Annemarie Manlig, Kriminalhauptkommissarin bei der Kripo Neu-Ulm, hat noch zwei Aktenordner in ihrem Büro stehen mit Unterlagen zu ihrem bislang spektakulärsten Fall. Sie hofft, dass so etwas in ihrer Karriere nicht noch einmal kommt. Unabhängig voneinander begleitete sie die Mutter von Karolina, die Polin Zaneta C., und deren damaligen türkischen Lebensgefährten Mehmet A. auf dem Weg von Süditalien nach Bayern. Das Paar hatte das nach einer Gewaltorgie bewusstlos geprügelte Mädchen am 5. Januar 2004 in eine Tasche gepackt und sich unter einem Vorwand zur Stiftungsklinik nach Weißenhorn fahren lassen. Dort legten sie die Tasche in einer Toilette ab und flüchteten.

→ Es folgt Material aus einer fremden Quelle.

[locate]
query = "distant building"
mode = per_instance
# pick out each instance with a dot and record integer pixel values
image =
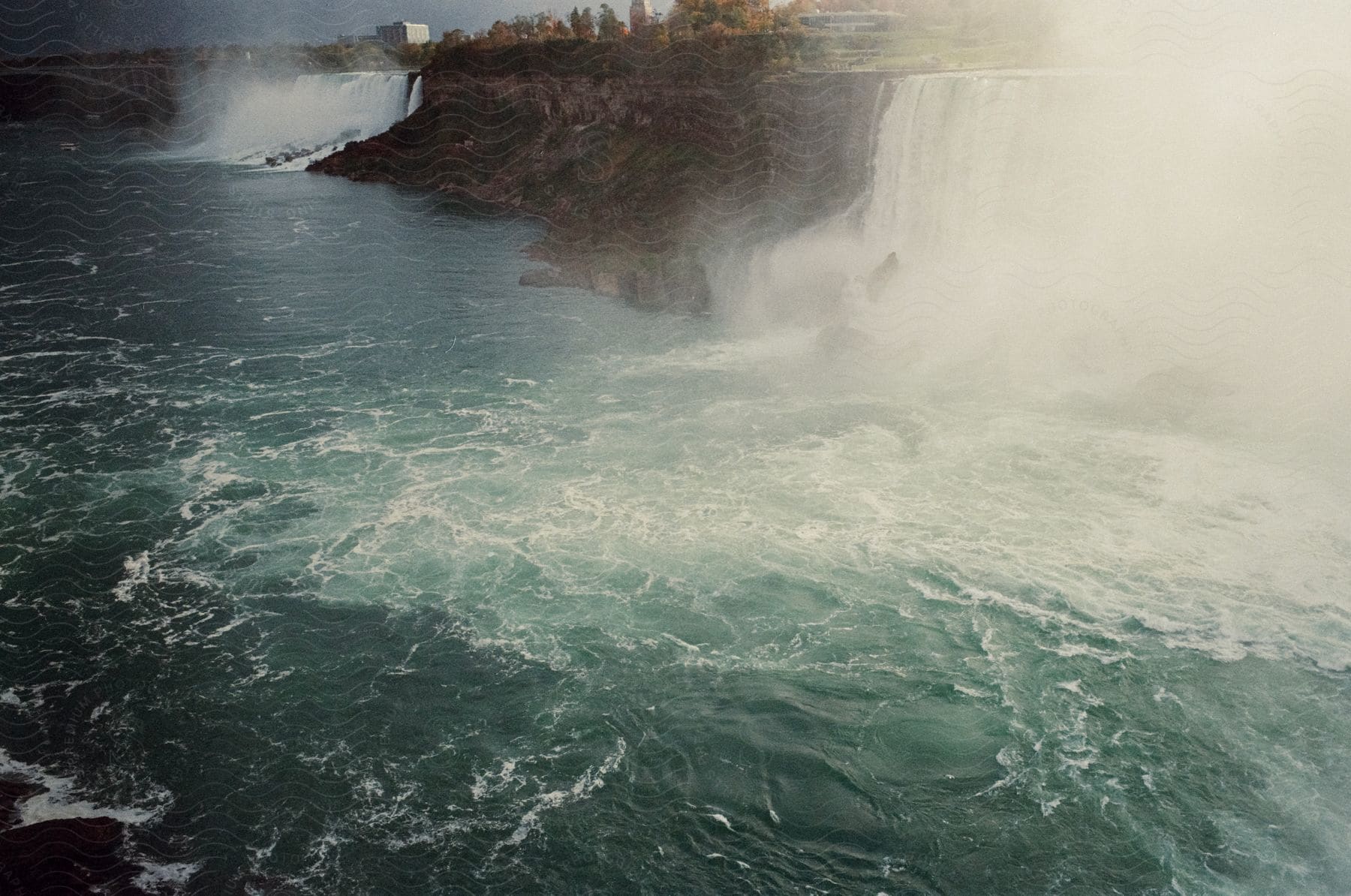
(641, 15)
(403, 33)
(851, 22)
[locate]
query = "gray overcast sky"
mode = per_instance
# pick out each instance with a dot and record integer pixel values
(65, 26)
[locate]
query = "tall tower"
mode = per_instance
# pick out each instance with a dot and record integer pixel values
(639, 14)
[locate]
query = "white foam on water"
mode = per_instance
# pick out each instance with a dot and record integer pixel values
(59, 801)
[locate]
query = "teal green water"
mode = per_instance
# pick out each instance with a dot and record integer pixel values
(345, 564)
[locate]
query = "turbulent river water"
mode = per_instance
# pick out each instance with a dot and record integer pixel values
(335, 561)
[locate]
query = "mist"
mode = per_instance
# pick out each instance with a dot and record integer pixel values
(1155, 229)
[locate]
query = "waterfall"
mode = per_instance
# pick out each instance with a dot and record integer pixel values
(295, 122)
(415, 96)
(1085, 231)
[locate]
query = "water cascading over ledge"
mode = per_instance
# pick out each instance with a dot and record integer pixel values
(295, 122)
(1169, 244)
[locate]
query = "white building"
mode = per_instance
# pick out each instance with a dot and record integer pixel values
(403, 33)
(639, 15)
(854, 22)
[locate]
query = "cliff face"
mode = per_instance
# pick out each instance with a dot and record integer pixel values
(638, 176)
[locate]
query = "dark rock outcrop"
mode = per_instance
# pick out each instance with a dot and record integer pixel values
(642, 167)
(67, 855)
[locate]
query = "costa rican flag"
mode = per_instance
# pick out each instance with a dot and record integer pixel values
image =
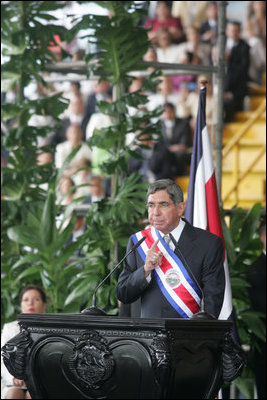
(171, 275)
(202, 208)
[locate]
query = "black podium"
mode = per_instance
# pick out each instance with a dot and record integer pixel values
(75, 356)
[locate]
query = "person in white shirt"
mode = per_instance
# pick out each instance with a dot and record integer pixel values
(32, 299)
(63, 150)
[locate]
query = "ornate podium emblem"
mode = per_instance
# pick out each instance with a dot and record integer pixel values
(160, 356)
(14, 353)
(92, 362)
(172, 278)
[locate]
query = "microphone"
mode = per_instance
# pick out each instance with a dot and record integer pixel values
(93, 310)
(201, 313)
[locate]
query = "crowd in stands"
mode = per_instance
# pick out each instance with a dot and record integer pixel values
(180, 32)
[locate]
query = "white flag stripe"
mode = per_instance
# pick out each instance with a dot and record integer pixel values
(200, 212)
(176, 267)
(227, 301)
(174, 296)
(207, 155)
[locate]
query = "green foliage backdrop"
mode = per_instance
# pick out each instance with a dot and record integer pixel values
(32, 244)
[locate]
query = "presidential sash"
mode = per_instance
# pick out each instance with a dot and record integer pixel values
(172, 276)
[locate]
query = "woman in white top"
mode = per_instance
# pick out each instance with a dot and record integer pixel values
(63, 150)
(32, 300)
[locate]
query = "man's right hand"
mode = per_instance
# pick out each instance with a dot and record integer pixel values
(153, 258)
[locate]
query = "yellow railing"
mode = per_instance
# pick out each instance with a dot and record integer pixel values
(234, 145)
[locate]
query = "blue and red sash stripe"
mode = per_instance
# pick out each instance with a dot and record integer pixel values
(185, 298)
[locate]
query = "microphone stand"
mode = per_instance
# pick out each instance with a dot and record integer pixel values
(93, 309)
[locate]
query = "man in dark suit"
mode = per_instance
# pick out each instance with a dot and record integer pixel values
(102, 92)
(237, 67)
(257, 279)
(209, 28)
(176, 138)
(170, 278)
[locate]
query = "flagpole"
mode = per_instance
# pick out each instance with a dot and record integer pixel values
(221, 66)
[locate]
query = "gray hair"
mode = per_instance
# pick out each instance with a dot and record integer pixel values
(172, 188)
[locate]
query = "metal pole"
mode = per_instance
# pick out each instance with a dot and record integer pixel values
(220, 77)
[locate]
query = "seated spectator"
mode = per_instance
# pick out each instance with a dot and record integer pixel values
(176, 135)
(142, 166)
(164, 19)
(150, 56)
(63, 150)
(96, 189)
(209, 28)
(257, 55)
(78, 230)
(101, 92)
(97, 121)
(81, 178)
(257, 20)
(187, 106)
(199, 52)
(72, 115)
(166, 51)
(237, 66)
(256, 276)
(44, 158)
(190, 12)
(157, 161)
(66, 190)
(32, 300)
(169, 53)
(165, 93)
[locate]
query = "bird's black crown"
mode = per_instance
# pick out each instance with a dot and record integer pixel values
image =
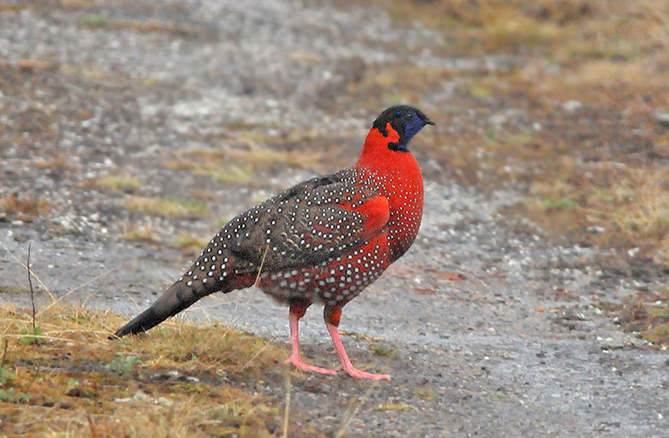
(405, 120)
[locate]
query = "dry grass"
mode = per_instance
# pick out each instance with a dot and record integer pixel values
(118, 183)
(101, 21)
(70, 380)
(646, 313)
(237, 165)
(166, 206)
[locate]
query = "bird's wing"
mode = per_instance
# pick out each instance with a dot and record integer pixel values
(310, 223)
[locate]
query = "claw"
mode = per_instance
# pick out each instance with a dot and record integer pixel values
(297, 363)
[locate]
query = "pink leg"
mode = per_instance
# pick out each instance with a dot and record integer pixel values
(332, 316)
(297, 310)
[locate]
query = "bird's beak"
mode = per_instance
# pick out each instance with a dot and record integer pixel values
(427, 120)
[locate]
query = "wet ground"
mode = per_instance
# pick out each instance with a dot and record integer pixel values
(516, 345)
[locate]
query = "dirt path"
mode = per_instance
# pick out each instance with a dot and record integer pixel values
(518, 347)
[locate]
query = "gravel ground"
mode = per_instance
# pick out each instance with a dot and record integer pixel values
(517, 346)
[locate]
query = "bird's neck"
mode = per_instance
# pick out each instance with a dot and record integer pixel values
(399, 175)
(399, 167)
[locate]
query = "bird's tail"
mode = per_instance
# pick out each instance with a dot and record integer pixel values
(175, 299)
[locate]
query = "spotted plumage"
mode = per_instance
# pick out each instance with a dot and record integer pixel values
(322, 241)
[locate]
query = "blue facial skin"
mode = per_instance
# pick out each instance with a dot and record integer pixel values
(411, 128)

Die italienischen Polizisten wussten zunächst nicht, mit wem sie es zu tun hatten
A., ein drogenabhängiger Gewohnheitsverbrecher, und C., die als Prostituierte und Tabledancerin tätig war, kamen bis in die italienische Hafenstadt Brindisi. Von dort wollten der 31- und die 24-Jährige mit der Fähre in die Türkei weiterreisen. Doch dann kam es zu einem Konflikt zwischen den beiden in einer Pension: "Er hatte ein Messer dabei und sie bedroht", erzählt Manlig. "Sie hat das dem Wirt gesagt und ihn gebeten, die Polizei zu rufen." Zunächst wussten die italienischen Beamten aber nicht, mit wem sie es zu tun hatten. "Man wollte sie nach der Anzeigenaufnahme wieder entlassen", berichtet Manlig. Doch eine Polizistin habe die beiden noch einmal befragen wollen. "In der Zwischenzeit lag der internationale Haftbefehl vor."

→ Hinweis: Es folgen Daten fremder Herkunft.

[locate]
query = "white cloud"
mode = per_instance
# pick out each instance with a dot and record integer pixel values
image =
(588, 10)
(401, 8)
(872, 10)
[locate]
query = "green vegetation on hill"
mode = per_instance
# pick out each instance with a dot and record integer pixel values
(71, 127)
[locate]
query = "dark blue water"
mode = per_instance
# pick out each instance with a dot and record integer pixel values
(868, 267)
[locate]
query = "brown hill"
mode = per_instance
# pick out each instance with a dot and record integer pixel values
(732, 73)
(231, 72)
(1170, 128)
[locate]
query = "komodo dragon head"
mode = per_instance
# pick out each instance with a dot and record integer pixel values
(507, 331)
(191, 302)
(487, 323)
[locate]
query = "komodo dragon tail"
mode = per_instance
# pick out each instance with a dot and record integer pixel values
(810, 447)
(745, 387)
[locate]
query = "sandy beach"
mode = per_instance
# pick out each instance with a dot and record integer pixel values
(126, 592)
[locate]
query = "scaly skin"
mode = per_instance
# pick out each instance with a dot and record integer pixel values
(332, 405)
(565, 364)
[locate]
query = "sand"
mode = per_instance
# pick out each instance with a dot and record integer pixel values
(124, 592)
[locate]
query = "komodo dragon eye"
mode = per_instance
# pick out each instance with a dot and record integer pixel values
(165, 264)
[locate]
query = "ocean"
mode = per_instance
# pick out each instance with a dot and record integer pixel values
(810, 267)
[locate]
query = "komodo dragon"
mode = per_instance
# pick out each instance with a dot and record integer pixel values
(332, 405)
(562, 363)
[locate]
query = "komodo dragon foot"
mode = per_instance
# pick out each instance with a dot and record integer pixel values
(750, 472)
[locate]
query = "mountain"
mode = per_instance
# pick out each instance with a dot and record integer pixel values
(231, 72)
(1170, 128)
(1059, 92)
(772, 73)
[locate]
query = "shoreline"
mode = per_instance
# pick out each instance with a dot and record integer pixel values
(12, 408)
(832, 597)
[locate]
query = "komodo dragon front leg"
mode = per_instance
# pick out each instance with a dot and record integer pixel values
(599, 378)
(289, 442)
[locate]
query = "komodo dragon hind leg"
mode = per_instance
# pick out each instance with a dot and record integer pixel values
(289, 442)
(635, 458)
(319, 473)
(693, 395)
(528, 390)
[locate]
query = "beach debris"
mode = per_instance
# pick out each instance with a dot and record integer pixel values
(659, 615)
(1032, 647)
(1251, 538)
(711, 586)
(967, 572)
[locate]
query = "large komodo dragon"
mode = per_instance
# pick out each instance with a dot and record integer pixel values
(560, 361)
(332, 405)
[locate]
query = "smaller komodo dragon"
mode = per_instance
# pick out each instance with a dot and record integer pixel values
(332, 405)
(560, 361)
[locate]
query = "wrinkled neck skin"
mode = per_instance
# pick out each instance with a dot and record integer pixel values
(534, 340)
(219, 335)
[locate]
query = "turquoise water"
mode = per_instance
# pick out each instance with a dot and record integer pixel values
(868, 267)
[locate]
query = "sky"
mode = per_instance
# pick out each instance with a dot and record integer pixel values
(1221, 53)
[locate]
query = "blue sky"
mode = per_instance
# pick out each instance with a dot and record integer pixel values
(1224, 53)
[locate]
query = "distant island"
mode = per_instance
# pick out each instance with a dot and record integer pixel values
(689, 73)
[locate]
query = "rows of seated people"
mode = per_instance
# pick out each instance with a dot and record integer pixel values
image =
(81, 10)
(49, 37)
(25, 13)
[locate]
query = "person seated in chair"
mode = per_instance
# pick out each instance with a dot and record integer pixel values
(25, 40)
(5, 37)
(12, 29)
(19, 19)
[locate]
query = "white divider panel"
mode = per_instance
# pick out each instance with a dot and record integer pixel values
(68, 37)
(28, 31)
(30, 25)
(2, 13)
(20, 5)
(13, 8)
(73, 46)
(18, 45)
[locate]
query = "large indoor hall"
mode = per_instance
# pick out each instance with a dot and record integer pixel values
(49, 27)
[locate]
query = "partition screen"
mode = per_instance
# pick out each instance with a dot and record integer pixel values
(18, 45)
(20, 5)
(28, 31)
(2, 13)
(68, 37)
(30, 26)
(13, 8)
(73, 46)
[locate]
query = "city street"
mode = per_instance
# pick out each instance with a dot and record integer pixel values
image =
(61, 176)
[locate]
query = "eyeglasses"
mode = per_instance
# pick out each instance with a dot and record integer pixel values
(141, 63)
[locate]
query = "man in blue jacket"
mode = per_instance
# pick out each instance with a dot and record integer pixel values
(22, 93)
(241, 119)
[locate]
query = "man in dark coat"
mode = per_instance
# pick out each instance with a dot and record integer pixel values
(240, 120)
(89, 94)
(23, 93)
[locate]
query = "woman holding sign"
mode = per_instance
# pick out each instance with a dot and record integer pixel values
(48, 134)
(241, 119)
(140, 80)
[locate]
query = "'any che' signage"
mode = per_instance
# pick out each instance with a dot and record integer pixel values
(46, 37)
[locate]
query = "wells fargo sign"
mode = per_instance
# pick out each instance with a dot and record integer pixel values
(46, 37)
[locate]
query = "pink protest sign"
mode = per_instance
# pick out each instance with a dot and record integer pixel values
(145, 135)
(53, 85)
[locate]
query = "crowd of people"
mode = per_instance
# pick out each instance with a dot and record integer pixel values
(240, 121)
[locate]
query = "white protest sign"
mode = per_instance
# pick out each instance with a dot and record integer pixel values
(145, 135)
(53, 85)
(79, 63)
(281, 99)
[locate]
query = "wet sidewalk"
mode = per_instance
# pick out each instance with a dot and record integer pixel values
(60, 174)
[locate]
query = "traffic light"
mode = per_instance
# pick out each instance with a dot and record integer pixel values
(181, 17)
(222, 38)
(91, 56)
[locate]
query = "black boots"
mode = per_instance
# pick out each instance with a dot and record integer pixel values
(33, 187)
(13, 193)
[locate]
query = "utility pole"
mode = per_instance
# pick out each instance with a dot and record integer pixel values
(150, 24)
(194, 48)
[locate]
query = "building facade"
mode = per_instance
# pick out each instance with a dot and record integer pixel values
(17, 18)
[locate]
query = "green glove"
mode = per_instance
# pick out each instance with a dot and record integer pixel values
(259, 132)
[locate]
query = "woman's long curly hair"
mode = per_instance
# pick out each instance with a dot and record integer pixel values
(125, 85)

Die Ermittlungsgruppe der damaligen Kripo Krumbach hatte unterdessen ein retuschiertes Foto des Mädchens veröffentlicht. Über die daraufhin eingegangenen Hinweise kam die Polizei auf die Spur des Paares. Manlig ist Karolinas Mörder nur einmal persönlich begegnet: Sie nahm ihn am Flughafen in Brindisi in Empfang und flog mit ihm nach München. Übertrieben freundlich sei er gewesen, erzählt sie. Er habe sogar versucht, im Flugzeug mit der Stewardess zu flirten und mit der Polizistin über Belangloses zu plaudern.
Mit Karolinas Mutter flog Manlig von Bari nach München. Und sie vernahm die Frau mehrfach. "Sie hat viel geweint", berichtet Manlig. "Sie hat immer versucht, sich selbst als Opfer darzustellen." Doch es stellte sich heraus, dass sie ihren Partner bei seinen schlimmen Taten noch unterstützte.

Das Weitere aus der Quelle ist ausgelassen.